On Mon, 26 Apr 2021 18:04:41 +0000 (UTC)
Strahil Nikolov <hunter86_bg at yahoo.com> wrote:

> I prefer that the stack is auto enabled. Imagine that you got a DB that is
> replicated and primary DB node is fenced. You would like that node to join
> the cluster and if possible to sync with the new primary instead of staying
> down.

In the case of PostgreSQL, the failing primary may not be able to failback
automatically with the new primary. Worse, if it actually enters in
replication, it might just silently become a corrupted standby, giving a wrong
feeling of safety, until a new failover occurs.

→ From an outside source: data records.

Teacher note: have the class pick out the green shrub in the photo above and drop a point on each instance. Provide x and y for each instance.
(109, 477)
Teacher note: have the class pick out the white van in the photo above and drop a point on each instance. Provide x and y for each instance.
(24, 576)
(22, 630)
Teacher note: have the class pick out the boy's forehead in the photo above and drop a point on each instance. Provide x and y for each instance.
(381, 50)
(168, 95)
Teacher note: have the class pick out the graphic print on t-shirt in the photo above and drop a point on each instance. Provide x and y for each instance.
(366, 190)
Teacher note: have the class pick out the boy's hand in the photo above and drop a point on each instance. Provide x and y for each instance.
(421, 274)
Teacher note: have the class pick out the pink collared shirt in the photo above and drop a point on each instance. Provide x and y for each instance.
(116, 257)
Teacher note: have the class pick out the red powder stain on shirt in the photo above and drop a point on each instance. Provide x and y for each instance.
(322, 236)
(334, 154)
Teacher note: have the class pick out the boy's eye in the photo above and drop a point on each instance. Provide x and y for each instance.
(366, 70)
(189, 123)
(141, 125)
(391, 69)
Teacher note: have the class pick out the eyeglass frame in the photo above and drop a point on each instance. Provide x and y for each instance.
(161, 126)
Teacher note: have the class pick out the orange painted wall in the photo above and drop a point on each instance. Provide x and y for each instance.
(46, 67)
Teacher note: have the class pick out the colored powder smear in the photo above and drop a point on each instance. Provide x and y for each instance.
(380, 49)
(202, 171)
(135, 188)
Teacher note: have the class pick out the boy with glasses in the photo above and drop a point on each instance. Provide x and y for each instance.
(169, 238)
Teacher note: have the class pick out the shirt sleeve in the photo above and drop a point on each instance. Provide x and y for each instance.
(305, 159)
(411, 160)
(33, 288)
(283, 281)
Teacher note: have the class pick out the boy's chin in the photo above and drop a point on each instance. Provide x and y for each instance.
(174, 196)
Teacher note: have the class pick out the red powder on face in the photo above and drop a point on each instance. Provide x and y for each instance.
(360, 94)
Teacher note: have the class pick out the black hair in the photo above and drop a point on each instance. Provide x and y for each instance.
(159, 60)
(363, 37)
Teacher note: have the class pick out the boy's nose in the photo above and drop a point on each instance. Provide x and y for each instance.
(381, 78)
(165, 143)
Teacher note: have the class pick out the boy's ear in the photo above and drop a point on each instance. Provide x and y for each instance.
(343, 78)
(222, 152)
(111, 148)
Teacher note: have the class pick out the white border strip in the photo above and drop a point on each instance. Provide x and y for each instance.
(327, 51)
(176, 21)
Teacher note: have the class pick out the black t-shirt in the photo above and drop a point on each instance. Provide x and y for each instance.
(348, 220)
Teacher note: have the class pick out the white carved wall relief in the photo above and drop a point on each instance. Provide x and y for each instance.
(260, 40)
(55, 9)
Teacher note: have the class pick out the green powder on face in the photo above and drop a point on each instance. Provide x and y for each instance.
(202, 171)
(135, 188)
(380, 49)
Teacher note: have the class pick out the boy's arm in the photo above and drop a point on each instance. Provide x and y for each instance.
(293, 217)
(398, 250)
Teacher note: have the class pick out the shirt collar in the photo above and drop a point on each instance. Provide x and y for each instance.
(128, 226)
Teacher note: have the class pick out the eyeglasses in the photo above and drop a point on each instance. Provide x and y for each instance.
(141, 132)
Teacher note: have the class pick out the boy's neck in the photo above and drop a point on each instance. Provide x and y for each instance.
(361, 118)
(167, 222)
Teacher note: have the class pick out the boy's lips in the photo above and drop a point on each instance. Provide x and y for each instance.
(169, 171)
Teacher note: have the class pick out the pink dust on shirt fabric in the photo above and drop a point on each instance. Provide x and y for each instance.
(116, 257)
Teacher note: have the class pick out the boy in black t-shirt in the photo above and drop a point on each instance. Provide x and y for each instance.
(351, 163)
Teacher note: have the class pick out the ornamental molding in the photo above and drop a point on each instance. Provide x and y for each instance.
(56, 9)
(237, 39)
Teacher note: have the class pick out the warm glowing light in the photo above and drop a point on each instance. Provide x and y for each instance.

PAF doesn't handle auto-failback (eg. pg_rewind) per design, to avoid code
complexity. We don't want to give a wrong feeling of perfect
full-availability/failback/fully-automated-admin'ed PgSQL cluster. If something
went wrong with your DB, you better need to check and fix it. You need both
system and DBA guy on board to take care of the availability and safety of your
cluster.

Note that auto-failback of secondary nodes is safe, as far as they are able
to actually follow up with the production. Maybe we can imaginer some safety
belts in PAF's code to allow Pacemaker auto-start on boot, but refuse
to start a badly shaped PostgreSQL.

> One such example is the SAP HANA DB. Imagine that the current primary
> node looses storage and it failed to commit all transactions to disk. Without
> replication you will endure data loss for the last 1-2 minutes (depends on
> your monitoring interval) unless you got a replication.

PAF is a shared-nothing approach, it requires replication between nodes.